EasySqueezy25 · 07/07/2025 15:18

VintageKefir · 07/07/2025 15:11

I agree with pp. Even as a beer lover, this is a problem.

He is not heading towards alcoholism. He is an alcoholic I am sure...

You can do better

I don’t know why I’ve never look this up before but the average British man visits the pub 4.5 times a MONTH. My husband visits at least three times more than that. That’s very stark and frightening.

OP posts:
Rabbitsockpeony · 07/07/2025 15:19

EasySqueezy25 · 07/07/2025 14:48

No, the comment was in reference to something I said to my husband that the tw*t friend interpreted as me “having a go at him”. My comment was “why don’t you get a chair and sit beside me?”…

Oh god, I hate ‘friends’ like this. They try to demonise any woman in their pal’s life, and are deeply adhered to misogynistic tropes about women being boring, stifling fun sponges. Ugh, just fuck off.

Spicynoodlesheal · 07/07/2025 15:21

Gal, you deserve more than this ♡

DrowningInSyrup · 07/07/2025 15:23

EasySqueezy25 · 07/07/2025 14:19

My husband and I have been together nearly six years and married for two.

Our marriage has been a bit unhappy recently and I put this down to his drinking - he will go to the pub multiple times a week for five to seven hours at a time and when he comes home he can be a dick. I don’t go because I’m just not a pub person and really dislike some of the locals.

Last week he told me his pub friends have arranged for them all to go to Benidorm next year for his 40th.

I have not been contacted by any of them about it, never mind invited.

I would not want to go anyway as one of the aforementioned locals is going and at a friend’s BBQ at the weekend this man child made a snide comment about me and despite my confronting him over what he said, my husband (who was standing beside me) didn’t get involved.

I’ve told DH how hurt I am by this and he just puts the blame on his friends. I have no problem with him going away with his friends for the weekend but this isn’t just boys trip, a lot of people are going.

AIBU?

The fact that he hasn't invited you to go away with a mixed group of people for his 40th is bizarre. He doesn't sound like a husband at all. Does he drink at home too? Do you spend any quality time together? I can't really see why you are with him.

Icanttakethisanymore · 07/07/2025 15:23

My Dad was a 'pub person' barely missed a day his entire life. He didn't drink at home really and some nights he just went for a couple of pints (although often a lot more).

Your DH's priority is the pub, the pub friends and the beer. If you don't like that life then I am afraid you are destined to be miserable or to split up. I'd cut to the chase if I was you and end it now.
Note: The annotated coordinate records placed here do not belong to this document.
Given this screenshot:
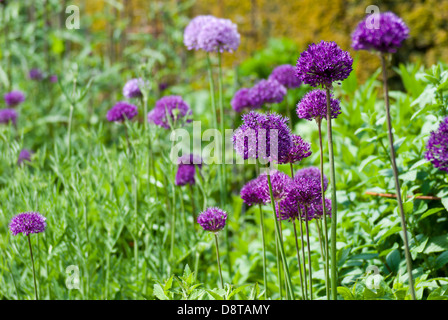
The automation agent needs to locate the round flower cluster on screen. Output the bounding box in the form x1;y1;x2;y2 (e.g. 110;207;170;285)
352;12;409;53
106;101;138;122
296;89;341;121
148;96;192;129
425;117;448;172
9;212;47;236
184;15;240;52
296;41;353;88
197;207;227;233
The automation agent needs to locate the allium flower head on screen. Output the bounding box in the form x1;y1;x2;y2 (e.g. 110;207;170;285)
0;109;17;125
233;111;292;162
197;18;240;52
107;101;138;122
9;212;47;236
230;88;252;112
296;41;353;88
175;154;202;186
4;90;25;107
281;134;311;163
123;78;145;99
296;89;341;121
148;96;192;129
248;79;286;108
269;64;302;89
184;15;216;50
352;12;409;53
17;149;32;166
294;167;328;191
28;68;44;81
425;117;448;172
197;207;227;233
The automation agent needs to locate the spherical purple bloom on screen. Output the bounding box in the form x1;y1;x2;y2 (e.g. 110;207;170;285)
9;212;47;236
296;41;353;88
294;167;328;191
17;149;32;166
148;96;192;129
233;111;292;163
4;90;25;107
184;15;216;50
425;117;448;172
230;88;252;112
197;18;240;52
296;89;341;121
280;134;312;163
352;12;409;53
197;207;227;233
107;101;138;122
28;68;44;81
123;78;145;99
0;109;17;125
248;79;286;108
269;64;302;89
175;154;202;186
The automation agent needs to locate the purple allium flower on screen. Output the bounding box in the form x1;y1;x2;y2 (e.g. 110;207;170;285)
123;78;145;99
184;15;216;50
233;111;292;163
296;41;353;88
230;88;252;112
240;176;269;206
197;18;240;52
0;109;17;125
294;167;328;191
28;68;44;81
269;64;302;89
197;207;227;233
4;90;25;107
175;154;202;186
425;117;448;172
107;101;138;122
248;79;286;108
281;134;311;163
148;96;192;129
9;212;47;236
17;149;32;166
296;89;341;121
352;12;409;53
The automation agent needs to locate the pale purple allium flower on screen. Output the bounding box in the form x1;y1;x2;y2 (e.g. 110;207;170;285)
197;18;240;52
17;149;32;166
184;15;216;50
269;64;302;89
248;79;286;108
28;68;44;81
123;78;145;99
296;41;353;88
175;154;202;186
425;117;448;172
294;167;328;191
296;89;341;121
107;101;138;122
9;212;47;236
233;111;292;162
148;96;192;129
281;134;312;163
197;207;227;233
0;109;17;125
352;12;409;53
4;90;25;107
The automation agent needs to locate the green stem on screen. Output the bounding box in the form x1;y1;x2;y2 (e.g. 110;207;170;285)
381;54;415;300
321;87;338;300
27;235;39;300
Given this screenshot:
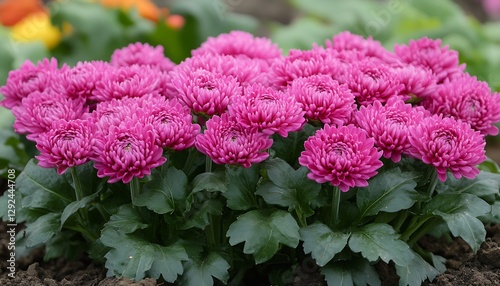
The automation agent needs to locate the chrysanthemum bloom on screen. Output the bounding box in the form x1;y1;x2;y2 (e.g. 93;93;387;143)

EasySqueezy25 · 07/07/2025 15:25

DrowningInSyrup · 07/07/2025 15:23

The fact that he hasn't invited you to go away with a mixed group of people for his 40th is bizarre. He doesn't sound like a husband at all. Does he drink at home too? Do you spend any quality time together? I can't really see why you are with him.

He’s the one who told me about it and invited me.
No he doesn’t drink at home, that’s his boundary. The more I think about this the more I think it’s because he thinks his mum was always drunk AT HOME and if he’s not like that, then he can’t be an alcoholic.

OP posts:
PeapodMcgee · 07/07/2025 15:26

Why has he got a secret deadline, and not dumped now?
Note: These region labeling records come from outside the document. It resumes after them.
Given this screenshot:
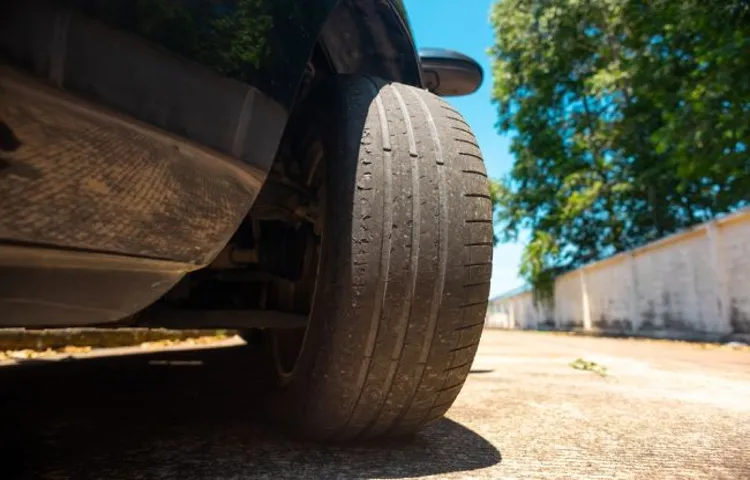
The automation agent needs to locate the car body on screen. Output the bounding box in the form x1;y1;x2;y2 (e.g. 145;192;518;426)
0;0;481;327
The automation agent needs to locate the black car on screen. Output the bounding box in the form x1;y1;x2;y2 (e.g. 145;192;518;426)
0;0;493;440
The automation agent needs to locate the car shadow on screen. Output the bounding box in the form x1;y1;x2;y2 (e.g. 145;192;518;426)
0;347;501;480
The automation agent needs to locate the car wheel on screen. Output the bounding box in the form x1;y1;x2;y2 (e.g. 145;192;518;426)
271;76;493;440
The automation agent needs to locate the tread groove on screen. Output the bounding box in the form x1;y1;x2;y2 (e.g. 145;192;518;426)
461;300;488;308
362;85;421;433
438;381;464;394
464;193;492;200
451;343;479;353
461;170;487;178
454;320;484;332
453;137;479;148
342;82;393;431
445;362;472;372
382;85;448;436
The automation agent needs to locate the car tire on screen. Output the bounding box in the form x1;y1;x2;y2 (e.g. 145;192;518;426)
272;75;493;441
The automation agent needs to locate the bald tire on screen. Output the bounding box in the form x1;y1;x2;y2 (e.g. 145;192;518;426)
274;76;493;441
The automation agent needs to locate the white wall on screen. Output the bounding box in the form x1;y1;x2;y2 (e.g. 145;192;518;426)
487;209;750;337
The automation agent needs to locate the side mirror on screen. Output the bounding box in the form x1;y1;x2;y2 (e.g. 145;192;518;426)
419;48;484;97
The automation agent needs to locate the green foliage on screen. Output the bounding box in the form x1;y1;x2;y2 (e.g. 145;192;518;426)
491;0;750;294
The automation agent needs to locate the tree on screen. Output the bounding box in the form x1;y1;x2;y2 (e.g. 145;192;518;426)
491;0;750;294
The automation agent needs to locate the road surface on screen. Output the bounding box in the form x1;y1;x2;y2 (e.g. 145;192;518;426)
0;331;750;480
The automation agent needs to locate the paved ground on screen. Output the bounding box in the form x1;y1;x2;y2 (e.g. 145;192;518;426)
0;331;750;480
EasySqueezy25 · 07/07/2025 15:27

Icanttakethisanymore · 07/07/2025 15:23

My Dad was a 'pub person' barely missed a day his entire life. He didn't drink at home really and some nights he just went for a couple of pints (although often a lot more).

Your DH's priority is the pub, the pub friends and the beer. If you don't like that life then I am afraid you are destined to be miserable or to split up. I'd cut to the chase if I was you and end it now.
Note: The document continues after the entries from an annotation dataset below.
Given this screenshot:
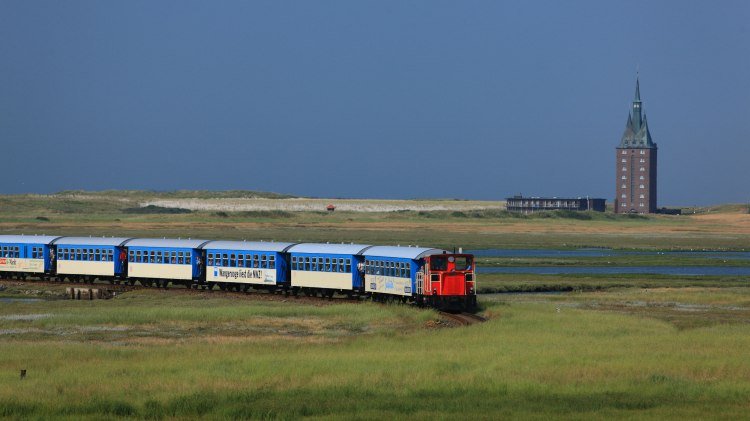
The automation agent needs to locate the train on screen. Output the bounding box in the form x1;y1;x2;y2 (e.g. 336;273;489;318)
0;235;477;311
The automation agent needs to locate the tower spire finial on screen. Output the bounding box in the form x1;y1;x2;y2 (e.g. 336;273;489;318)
635;70;641;101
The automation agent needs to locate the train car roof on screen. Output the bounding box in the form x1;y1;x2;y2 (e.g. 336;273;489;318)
201;241;295;252
286;243;371;255
53;237;131;246
124;238;208;249
0;235;60;244
362;246;445;260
I have considered leaving now but I want to give him a chance even if it might be futile, and I also need time to plan if I leave - I have no family nearby and no friends who could accommodate me for more than a few nights.
I don’t think I could afford to rent anywhere and besides, if my marriage ends I think I’d rather return to my own country and start fresh.